A group of visitors wearing fire-engine red helmets takes an elevator about 40 stories down. Mr. Wengler describes the impressive dimensions of the Atlas experimental hall. When completed, it will be about six times bigger than Notre Dame Cathedral in Paris.

"The whole cavern is 53 meters long and 35 meters high and about 30 meters wide," says Mr. Wengler. "It is about 100 meters down to the bottom of the cavern and the absolute weight of the experiment itself will be about 7,000 tons."

CERN straddles the French-Swiss border near Geneva. The LHC is being built in the same 27 kilometer tunnel previously occupied by an older, less powerful accelerator.
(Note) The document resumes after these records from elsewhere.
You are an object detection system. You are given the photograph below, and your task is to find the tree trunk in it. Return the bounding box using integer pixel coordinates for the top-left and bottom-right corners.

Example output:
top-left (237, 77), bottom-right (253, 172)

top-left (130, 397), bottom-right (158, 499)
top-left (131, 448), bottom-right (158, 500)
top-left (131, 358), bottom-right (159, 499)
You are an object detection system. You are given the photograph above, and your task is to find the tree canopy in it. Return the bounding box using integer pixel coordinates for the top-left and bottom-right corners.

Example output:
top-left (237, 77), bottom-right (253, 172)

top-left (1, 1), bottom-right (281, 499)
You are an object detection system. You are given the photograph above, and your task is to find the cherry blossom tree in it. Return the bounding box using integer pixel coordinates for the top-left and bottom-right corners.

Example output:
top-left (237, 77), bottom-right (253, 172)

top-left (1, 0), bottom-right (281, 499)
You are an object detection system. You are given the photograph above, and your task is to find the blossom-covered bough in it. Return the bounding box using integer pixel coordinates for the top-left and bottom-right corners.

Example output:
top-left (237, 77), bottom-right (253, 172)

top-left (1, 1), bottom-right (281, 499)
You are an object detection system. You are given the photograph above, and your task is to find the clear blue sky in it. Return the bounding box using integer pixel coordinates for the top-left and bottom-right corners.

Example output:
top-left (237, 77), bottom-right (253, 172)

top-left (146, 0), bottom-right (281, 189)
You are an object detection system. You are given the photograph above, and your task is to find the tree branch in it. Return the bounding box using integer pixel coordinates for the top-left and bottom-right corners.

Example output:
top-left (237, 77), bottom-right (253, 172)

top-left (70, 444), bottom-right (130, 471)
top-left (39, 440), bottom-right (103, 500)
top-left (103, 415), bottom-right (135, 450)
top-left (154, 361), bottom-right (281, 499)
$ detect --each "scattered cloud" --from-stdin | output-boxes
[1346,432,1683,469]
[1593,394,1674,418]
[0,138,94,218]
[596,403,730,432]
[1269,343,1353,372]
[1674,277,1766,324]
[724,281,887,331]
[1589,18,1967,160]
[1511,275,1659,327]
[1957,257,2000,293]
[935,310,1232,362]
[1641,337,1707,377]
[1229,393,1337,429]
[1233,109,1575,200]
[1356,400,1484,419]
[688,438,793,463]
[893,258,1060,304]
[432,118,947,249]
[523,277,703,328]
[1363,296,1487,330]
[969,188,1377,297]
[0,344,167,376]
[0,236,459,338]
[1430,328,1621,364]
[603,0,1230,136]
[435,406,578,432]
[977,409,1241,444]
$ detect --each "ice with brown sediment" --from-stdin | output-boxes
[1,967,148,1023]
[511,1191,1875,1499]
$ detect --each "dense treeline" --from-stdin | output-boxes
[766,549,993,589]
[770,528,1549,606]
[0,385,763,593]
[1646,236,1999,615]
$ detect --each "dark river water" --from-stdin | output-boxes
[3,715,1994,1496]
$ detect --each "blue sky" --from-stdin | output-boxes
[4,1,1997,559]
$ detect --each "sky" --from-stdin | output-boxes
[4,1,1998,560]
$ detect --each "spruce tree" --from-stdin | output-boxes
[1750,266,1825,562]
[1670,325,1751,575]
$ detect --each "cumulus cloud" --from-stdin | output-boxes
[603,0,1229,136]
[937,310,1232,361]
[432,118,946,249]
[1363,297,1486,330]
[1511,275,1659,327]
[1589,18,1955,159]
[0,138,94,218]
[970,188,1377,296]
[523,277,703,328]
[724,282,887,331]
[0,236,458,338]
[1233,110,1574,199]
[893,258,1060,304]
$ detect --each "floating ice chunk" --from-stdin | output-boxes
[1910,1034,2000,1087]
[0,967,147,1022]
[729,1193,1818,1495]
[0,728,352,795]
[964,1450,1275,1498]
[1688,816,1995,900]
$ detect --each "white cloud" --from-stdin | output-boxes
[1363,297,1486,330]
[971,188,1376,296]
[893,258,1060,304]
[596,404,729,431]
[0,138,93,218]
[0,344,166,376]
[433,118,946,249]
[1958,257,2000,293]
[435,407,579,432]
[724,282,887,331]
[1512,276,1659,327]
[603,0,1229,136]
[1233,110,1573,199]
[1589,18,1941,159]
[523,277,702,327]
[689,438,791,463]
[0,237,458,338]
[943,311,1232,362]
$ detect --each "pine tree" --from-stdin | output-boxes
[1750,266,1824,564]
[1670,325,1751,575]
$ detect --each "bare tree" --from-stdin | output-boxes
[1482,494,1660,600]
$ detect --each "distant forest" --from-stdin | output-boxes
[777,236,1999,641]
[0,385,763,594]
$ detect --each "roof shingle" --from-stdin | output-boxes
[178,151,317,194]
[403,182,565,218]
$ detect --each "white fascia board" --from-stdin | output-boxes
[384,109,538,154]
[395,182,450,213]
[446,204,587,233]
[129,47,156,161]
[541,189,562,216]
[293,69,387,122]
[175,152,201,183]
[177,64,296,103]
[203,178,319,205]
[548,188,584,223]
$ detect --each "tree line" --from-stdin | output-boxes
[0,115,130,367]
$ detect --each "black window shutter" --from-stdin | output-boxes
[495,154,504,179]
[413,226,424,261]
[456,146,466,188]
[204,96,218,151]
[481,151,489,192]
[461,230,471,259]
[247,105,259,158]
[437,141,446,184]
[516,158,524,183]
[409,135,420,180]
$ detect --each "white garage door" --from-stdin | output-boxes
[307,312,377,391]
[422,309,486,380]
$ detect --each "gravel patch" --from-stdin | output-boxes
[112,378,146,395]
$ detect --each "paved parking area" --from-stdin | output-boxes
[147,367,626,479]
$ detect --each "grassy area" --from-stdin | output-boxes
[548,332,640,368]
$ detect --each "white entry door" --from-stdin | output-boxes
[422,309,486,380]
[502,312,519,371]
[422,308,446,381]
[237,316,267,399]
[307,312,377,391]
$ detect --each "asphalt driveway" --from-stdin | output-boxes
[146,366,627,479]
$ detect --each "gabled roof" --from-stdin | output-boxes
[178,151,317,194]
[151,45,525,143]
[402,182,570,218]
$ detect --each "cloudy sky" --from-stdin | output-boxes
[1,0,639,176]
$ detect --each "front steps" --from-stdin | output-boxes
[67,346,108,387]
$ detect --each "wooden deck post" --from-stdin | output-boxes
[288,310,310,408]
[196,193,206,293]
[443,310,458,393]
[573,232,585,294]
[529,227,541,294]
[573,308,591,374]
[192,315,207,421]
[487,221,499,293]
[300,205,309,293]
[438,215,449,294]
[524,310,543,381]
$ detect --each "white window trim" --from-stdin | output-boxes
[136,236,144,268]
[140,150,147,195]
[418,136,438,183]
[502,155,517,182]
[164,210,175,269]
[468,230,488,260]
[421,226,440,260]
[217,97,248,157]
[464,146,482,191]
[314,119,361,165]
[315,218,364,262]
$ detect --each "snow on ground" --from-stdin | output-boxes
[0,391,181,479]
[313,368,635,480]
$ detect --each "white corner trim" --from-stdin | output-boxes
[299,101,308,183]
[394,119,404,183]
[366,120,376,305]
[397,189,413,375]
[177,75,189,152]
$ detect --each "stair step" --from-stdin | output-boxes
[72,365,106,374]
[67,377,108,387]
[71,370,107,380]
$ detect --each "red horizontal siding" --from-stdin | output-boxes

When the LHC gets up to speed, the accelerated protons will travel with nearly the speed of light. There will be about 800 million proton-proton collisions every second.

With the LHC, physicists believe they will discover a new particle called the Higgs boson. Named after the British physicist, Peter Higgs, this particle is believed to hold the answer as to why subatomic particles have weight or mass. Mr. Wengler says finding the Higgs would be a huge success. But he says not finding it might be even more interesting.

"If we do not discover it at all, even after the end of LHC, then we have found a fundamental flaw in the theory and this might be even more exciting than finding it," says Mr. Wengler. "So we really have a win-win situation. If we find something, we have found something. If we do not find something, than we will have a very, very strong hint that something in the way that we think it works is actually different. And, that might be even more exciting."

Hundreds of computers work non-stop collecting data for future analysis. CERN is developing more advanced computing and electronic tools to keep track of the enormous number of particles the LHC collisions will produce. Unraveling these data will be a mammoth task, too big to be done efficiently in one set of computers, requiring another new technology to allow scientists worldwide to access the data.

"As you know, the Web was invented here at CERN, and now we are developing a technology - which by the way we did not invent - called the Grid, which we think is going to be the next big application of the Internet," says Francois Grey, Head of IT Communications at CERN. "What the Grid will do is give us access to computing power and data storage capacity at the click of a mouse in the same way that the web does. You do not have to know where that processing power is. You do not have to know where your data is stored. You will rely on the Grid to do that for you."

Mr. Grey says scientists will be analyzing data acquired from LHC for dozens of years. The Grid will make it possible to distribute huge amounts of data to scientists around the world.

As in the past, there are likely to be many spinoffs from the instrumentation and information technology invented at CERN to meet LHC's experimental needs. The World Wide Web, of course, is a dramatic example of a previous invention that has changed the world of information. Then again, particle accelerators have become important tools in industry, medicine and research.